There were a number of builders who developed plats within Southern Gables, but Wood Brothers left a distinctive mark with their “Southern” themed home model names, opening up the area around 1967. Craig Homes was a builder in the western part of the neighborhood, in the early 1970s and another was Russell Smith. “Neighborhood Pioneer” homebuyers in that area told of open pasture behind the houses, and assurances that Garrison Street would remain a dirt path down to connect with Estes.
Other early-day stories tell of the Green Gables School being “open plan” with no classroom walls. One neighbor said “It was a madhouse, but the kids learned somehow.” It was an advantage that the kids who could progress faster in some subjects were not held back, like they would have been in a regular classroom, from advancing at a pace that was best for them. Kids are pretty resilient. That’s a good thing to remember in these times as we face the future with remote learning inserted into the picture, even now to a degree as yet undetermined.
Runyon Brothers built in the southern part of the development, north of Valley View in the early 1970s. A distinctive feature of the Runyon homes was that they were built with dedicated food storage accommodations conforming to LDS Church standards. Another builder around that time was Secord, and he was a teacher at Kennedy High School. The Valley View homes (between Iliff Lane and Morrison Road) were built in the late 70s and early 80s, and photos from as late as 1982 show open views where houses would be built later. Loren DeShazer, in connection with the 2017 Anniversary, said that his house was built in 1977 and,
Not all of the houses were built when we moved in. There were 3 or 4 built after mine. There were none below, to the south. Lots of motorcycle trails down there. Dave Schoen got the neighbors together to build a wire fence all along the south side of Iliff Lane, and that calmed things down pretty well.
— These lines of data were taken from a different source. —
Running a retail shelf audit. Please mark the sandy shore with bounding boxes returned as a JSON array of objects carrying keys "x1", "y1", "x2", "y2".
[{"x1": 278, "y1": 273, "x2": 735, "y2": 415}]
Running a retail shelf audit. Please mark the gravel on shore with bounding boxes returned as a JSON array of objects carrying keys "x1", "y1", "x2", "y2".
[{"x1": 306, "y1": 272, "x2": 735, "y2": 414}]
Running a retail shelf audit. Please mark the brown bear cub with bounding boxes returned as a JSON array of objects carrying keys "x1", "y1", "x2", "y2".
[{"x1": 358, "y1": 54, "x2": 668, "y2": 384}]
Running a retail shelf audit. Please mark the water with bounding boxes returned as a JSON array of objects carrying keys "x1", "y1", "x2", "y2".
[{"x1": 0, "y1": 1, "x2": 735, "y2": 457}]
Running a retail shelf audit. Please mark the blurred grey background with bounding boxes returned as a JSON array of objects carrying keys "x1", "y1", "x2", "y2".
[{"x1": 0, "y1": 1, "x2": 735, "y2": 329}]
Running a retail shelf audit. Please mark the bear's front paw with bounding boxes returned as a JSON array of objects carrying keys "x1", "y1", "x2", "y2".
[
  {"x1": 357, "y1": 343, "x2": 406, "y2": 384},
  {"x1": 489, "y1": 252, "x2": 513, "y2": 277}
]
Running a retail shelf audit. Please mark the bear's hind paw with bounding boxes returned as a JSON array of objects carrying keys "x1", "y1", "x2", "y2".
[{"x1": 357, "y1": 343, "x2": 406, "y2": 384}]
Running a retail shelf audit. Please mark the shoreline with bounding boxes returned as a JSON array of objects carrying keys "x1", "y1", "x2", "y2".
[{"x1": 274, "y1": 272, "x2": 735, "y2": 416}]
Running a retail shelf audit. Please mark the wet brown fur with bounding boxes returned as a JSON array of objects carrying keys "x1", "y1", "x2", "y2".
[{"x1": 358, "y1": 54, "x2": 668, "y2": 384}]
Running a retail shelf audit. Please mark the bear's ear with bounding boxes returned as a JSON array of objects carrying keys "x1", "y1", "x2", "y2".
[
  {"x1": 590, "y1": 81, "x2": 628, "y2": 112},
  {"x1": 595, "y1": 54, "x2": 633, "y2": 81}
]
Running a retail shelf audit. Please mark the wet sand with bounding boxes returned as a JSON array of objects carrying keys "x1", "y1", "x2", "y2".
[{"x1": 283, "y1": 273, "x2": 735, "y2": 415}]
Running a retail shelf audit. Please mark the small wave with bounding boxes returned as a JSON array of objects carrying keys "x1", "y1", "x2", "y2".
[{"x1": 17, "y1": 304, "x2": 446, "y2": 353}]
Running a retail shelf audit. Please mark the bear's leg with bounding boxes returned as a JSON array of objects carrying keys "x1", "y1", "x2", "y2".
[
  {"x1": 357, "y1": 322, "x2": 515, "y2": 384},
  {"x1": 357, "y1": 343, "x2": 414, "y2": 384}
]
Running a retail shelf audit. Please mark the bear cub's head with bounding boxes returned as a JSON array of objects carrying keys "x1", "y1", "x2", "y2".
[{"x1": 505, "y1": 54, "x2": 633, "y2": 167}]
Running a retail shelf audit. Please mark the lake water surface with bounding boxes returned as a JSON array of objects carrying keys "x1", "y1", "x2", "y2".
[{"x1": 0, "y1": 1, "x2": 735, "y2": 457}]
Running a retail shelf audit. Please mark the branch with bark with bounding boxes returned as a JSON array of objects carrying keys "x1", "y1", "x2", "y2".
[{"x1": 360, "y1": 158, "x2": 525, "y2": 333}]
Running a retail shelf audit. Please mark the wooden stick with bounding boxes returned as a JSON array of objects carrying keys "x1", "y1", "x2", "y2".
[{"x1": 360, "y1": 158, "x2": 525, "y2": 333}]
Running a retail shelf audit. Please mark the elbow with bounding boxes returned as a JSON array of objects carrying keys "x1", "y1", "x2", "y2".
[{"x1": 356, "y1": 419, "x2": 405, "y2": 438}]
Thinking back on the early days of Southern Gables, Rich and Marsha Wagner told us,
The meadowlarks sounded so pretty with their singing before the rest of the houses were built. There was open space for the kids to play and fly kites. The little kids grew up together, became good friends. In the days when not many moms worked outside the home, there were coffee and bridge get-togethers while the kids were in school. We had a babysitting co-op. And walking to school! They all did that, and there was not a thought of it not being safe.
Another “Happy Days” kind of memory about early Southern Gables came from Bob Purvis,
Lakewood police wore slacks and blazers, kind of an experiment in being more approachable and community-involved. They were great with the kids. When a teen party got too big or loud they set up entry points and made the kids who were coming in dump their beer before letting them come in to the party. Their presence would keep the party tame enough. Very low-key, typical of the friendly neighborhood.
One common theme we heard at the 50th Anniversary Celebration was that what people liked about Southern Gables was having neighbors who became long-time friends. That’s a good thing wherever you live, isn’t it?